There’s a new variant of the Mirai malware on the loose, which Ars Technica reports “infects webcams, routers, DVRs, and other Internet-connected devices.” Security firm Palo Alto Networks says this derivative of Mirai “is notable for targeting different embedded devices like routers, network storage devices, NVRs, and IP cameras.” Its main targets are commercial gear used by businesses, but many consumer network routers could be vulnerable, too, as a lot of gear ships “with default credentials and run woefully outdated versions of Linux that are rarely, if ever, updated,” according to Ars.
That got me thinking, again, about home network security, and what you can do about it.
As Longtime Sharp VodkaPundit Readers™ know, I’m a big fan of Ubiquiti’s line of UniFi networking gear. It’s robust enough for commercial use, but easy enough for a relative noob like me to set up and maintain. The best part — the most secure part — is that Ubiquiti is always updating their software and firmware. My network this year is more robust and more secure than it was last year, and all I did was install software updates.

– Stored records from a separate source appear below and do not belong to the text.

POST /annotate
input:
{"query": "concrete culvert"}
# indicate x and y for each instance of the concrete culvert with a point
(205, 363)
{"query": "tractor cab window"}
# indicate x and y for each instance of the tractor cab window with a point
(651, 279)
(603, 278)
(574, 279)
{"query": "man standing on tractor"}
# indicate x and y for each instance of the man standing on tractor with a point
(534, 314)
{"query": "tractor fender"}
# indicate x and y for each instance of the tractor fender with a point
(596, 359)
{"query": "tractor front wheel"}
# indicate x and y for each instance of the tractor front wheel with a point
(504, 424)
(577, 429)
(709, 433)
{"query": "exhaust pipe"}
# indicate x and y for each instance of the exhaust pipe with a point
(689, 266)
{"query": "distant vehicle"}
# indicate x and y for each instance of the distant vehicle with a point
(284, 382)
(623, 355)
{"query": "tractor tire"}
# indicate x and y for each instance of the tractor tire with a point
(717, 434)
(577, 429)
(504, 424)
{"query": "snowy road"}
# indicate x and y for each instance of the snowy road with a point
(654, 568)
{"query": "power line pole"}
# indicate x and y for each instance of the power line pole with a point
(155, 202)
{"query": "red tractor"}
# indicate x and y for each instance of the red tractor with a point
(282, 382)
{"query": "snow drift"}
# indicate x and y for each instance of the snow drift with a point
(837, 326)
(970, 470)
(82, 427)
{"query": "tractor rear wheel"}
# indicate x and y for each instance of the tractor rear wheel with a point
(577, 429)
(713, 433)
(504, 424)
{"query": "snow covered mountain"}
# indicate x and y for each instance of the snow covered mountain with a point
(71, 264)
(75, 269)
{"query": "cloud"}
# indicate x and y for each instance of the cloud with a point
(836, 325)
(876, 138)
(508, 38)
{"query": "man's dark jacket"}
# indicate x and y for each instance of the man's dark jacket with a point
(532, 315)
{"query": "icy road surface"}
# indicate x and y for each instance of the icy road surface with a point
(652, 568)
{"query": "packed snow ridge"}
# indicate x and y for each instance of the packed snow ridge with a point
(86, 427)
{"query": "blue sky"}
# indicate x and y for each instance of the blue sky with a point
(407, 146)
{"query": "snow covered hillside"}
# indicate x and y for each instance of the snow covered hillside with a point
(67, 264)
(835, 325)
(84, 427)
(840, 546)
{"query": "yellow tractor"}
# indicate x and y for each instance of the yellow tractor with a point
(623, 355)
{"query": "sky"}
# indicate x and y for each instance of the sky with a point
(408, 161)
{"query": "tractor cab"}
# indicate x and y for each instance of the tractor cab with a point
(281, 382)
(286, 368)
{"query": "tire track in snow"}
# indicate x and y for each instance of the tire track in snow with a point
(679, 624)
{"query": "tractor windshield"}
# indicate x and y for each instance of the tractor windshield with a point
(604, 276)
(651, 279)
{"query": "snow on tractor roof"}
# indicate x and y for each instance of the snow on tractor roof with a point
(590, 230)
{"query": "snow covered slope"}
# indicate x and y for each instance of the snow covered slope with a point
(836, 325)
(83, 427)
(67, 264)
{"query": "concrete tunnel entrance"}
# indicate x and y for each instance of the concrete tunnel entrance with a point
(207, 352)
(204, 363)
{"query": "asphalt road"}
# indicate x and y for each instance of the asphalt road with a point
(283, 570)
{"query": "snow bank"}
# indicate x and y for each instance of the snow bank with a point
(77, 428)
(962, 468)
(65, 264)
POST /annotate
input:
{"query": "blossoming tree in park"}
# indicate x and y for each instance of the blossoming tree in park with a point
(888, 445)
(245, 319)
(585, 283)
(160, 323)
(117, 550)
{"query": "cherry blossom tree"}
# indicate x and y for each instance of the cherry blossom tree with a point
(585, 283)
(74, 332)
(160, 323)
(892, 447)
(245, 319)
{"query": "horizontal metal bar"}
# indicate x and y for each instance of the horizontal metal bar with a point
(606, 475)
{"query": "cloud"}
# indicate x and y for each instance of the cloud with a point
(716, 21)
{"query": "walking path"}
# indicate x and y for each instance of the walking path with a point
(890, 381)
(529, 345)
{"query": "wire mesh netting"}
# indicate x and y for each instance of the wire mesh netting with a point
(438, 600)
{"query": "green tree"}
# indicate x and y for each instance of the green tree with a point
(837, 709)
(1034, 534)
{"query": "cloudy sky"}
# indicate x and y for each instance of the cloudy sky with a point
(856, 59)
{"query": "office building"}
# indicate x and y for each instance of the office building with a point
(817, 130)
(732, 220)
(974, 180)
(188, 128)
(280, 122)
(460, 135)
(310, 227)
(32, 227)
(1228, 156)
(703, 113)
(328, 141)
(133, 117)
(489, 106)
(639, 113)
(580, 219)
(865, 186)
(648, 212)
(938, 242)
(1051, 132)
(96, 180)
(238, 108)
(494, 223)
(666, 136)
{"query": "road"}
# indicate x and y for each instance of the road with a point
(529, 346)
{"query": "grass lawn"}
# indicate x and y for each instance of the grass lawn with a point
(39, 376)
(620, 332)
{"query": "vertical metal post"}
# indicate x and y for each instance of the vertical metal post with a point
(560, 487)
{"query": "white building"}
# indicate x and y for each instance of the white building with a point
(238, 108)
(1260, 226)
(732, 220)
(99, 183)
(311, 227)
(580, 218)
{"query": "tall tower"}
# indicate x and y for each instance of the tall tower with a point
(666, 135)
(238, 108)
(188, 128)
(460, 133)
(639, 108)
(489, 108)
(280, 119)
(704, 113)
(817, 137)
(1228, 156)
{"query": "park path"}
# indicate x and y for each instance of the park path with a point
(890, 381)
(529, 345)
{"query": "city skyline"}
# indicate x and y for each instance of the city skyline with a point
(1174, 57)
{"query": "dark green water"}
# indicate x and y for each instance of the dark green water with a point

I’ve been so happy with it, that I’ve gone all-in on their stuff. Villa Verde now features one UniFi security gateway router, their CloudKey hardware controller (you can also run the controller as software on your Linux/Mac/Windows computer), two high-speed PoE-enabled switches, and now six — six! — WiFi access points hardwired throughout the house. Well, one is outdoors, attached to an outside wall where we put in a new patio and fire pit. There’s nothing like having five bars worth of 5GHz WiFi when you’re blogging in the sunshine on a summer day.
5GHz is faster than the more-prevalent 2.4GHz signal stuff, but it also tends to bounce off of walls rather than travel through them. But the 2.4Ghz frequency is so crowded with so many devices that interference is a real problem. The solution is to have multiple 5GHz access points strategically placed in your home. We have a big house, so I installed six for maximum 5GHz coverage.
That was a lot of work, though, drilling holes in walls and ceilings, and pulling ethernet cable all through the house. If you’re looking for a simpler, but still secure solution, PJ’s own Phil Baker reviewed one company’s mesh gear last year, and here’s how it works:
I decided to try one of the new generation of mesh router systems that seems to have proliferated over the past six months. Each consists of a basic unit placed near the modem and one or two additional satellite units that are placed throughout the home. The concept is that they communicate with each other to deliver the WiFi signal to the remote units, located closer to where you need the strong signal, with each remote broadcasting a WiFi signal as if it was the primary router.
Among the numerous makes are Google WiFi, Eero and Orbi. From my research and speaking with others who had tried all of them, I settled on Orbi, a new product from Netgear, one of the major router brands. It’s the product that’s received the top reviews from a majority of the technology sites.
If I had to do it all over again, I’d probably go mesh. Sadly, that didn’t become a thing until I’d punched all those holes and pulled all that ethernet cable. It’s much simpler to set up a WiFi router next to your cable modem, then plug two or three mesh extenders in wherever your signal is weak. Phil is happy with his Orbi mesh, and the only hesitation I might have recommending it myself is that I’m unfamiliar with how quickly and often Netgear issues security updates.
Ubiquiti also makes a mesh system now, called AmpliFi. It’s well-reviewed, and just like the UniFi line, security updates come fast and frequently. But on the hardware side, AmpliFi does have one drawback. Their mesh gear doesn’t have a dedicated 5GHz back-channel. What that means is, when the mesh devices are moving your data from one device to the other, it comes out of your total available bandwidth. As Phil explained in his review of Orbi:
What distinguishes the Orbi from other extenders is that it has three bands of WiFi, one 2.4GHz and two 5GHz bands. It uses one of the 5GHz bands to communicate between the main and satellite units and is not used to connect to any other WiFi device in your home, providing a super speedy connection to the satellite.
If you have lots of WiFi devices running at the same time, AmpliFi’s lack of a dedicated back-channel could mean slower download speeds. If not, it’s probably a reasonable compromise of price versus superior hardware.
At the very, very least, log into your WiFi router right the heck now and make sure you aren’t using the default user name or password. It’s a simple thing, which many consumers don’t know about. IT professionals do know about it, but many can’t be bothered — with is the easiest way for malware like Mirai to spread and get right into your house.
But if you want to build out a rock-solid WiFi network with security updates you won’t have to think about very hard, Orbi and AmpliFi both look like excellent choices.